Pauvres mais beaux est une comédie romantique, qui est dans le début de la carrière de Dino Risi, donc moins caustique que ses films futurs, mais qui ne manque pas de charme.
On y voit deux jeunes hommes, l'un maitre-nageur, l'autre vendeur de disques, et on peut dire qu'ils aiment la gent féminine ; ce sont deux beaux dragueurs.
Mais ils vont tomber amoureux d'une (sublime) jeune femme, qui travaille dans une taillerie, et à partir de là va s'enchainer les quiproquos.
Ce qu'on peut déjà dire, c'est que le rythme est extrêmement soutenu. Par ce que ça raconte, mais aussi par le débit de paroles qui est incessant, et qui participe gentiment à un cliché comme quoi les Italiens parlent vite ET fort. Mais la comédie fonctionne très souvent sur les clichés, et Dino Risi le comprend avec cette comédie que je trouve pétillante à souhait, où ce qui est choquant n'est pas que les deux jeunes hommes draguent à tout va, mais que la femme (géniale Marisa Allasio) a déjà embrassé plusieurs hommes pour son simple plaisir, et qu'elle veut être libre !

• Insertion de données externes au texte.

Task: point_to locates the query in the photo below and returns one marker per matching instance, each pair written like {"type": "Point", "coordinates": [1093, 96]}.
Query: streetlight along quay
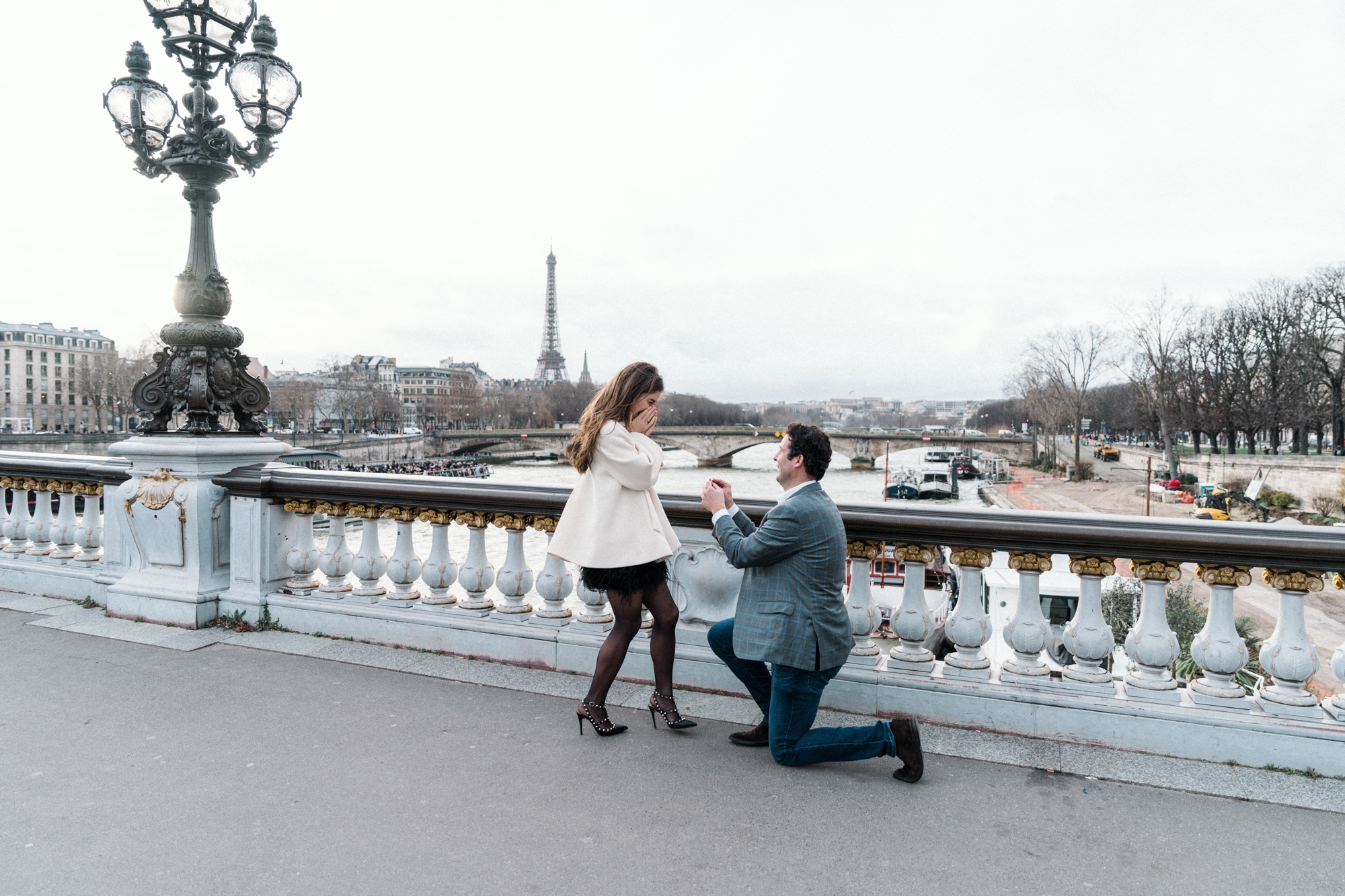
{"type": "Point", "coordinates": [201, 373]}
{"type": "Point", "coordinates": [170, 520]}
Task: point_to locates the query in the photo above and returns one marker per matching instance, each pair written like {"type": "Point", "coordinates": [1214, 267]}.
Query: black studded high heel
{"type": "Point", "coordinates": [603, 729]}
{"type": "Point", "coordinates": [657, 706]}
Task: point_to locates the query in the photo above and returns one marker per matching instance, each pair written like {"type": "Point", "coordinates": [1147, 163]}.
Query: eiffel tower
{"type": "Point", "coordinates": [551, 362]}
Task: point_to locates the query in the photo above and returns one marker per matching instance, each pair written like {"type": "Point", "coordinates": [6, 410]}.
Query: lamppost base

Les acteurs y sont tous formidables, Maurizio Arena, Renato Salvatori, et aident à ce petit bonheur qu'est ce film, non seulement très drôle, mais qui donne aussi un état des lieux de l'Italie en 1957, où tout le monde dort ensemble, où l'envie de s'émanciper est là, et surtout, l'avenir est devant eux, avec l'amour qui leur donne des ailes. C'est aussi l'occasion de voir Rome très bien filmée, où l'image n'est pas sacrifiée.
1957 est aussi l'époque où les bikinis commençaient à arriver, et où les hommes avaient encore des maillots allant au-dessus du nombril. Le cinéma a de formidable, quand c'est bien montré comme ici, de photographier une époque, et ici joyeuse.
Car les amours des deux hommes, qui sont de grands amis, ont quelque chose de bon enfant, qui appellent très vite leurs copines des fiancées, et on peut dire que Marisa Allasio leur fera tourner la tête.
Vous avez compris que j''ai adoré ce film, qui sera un tel succès que Dino Risi tournera l'année suivante la suite.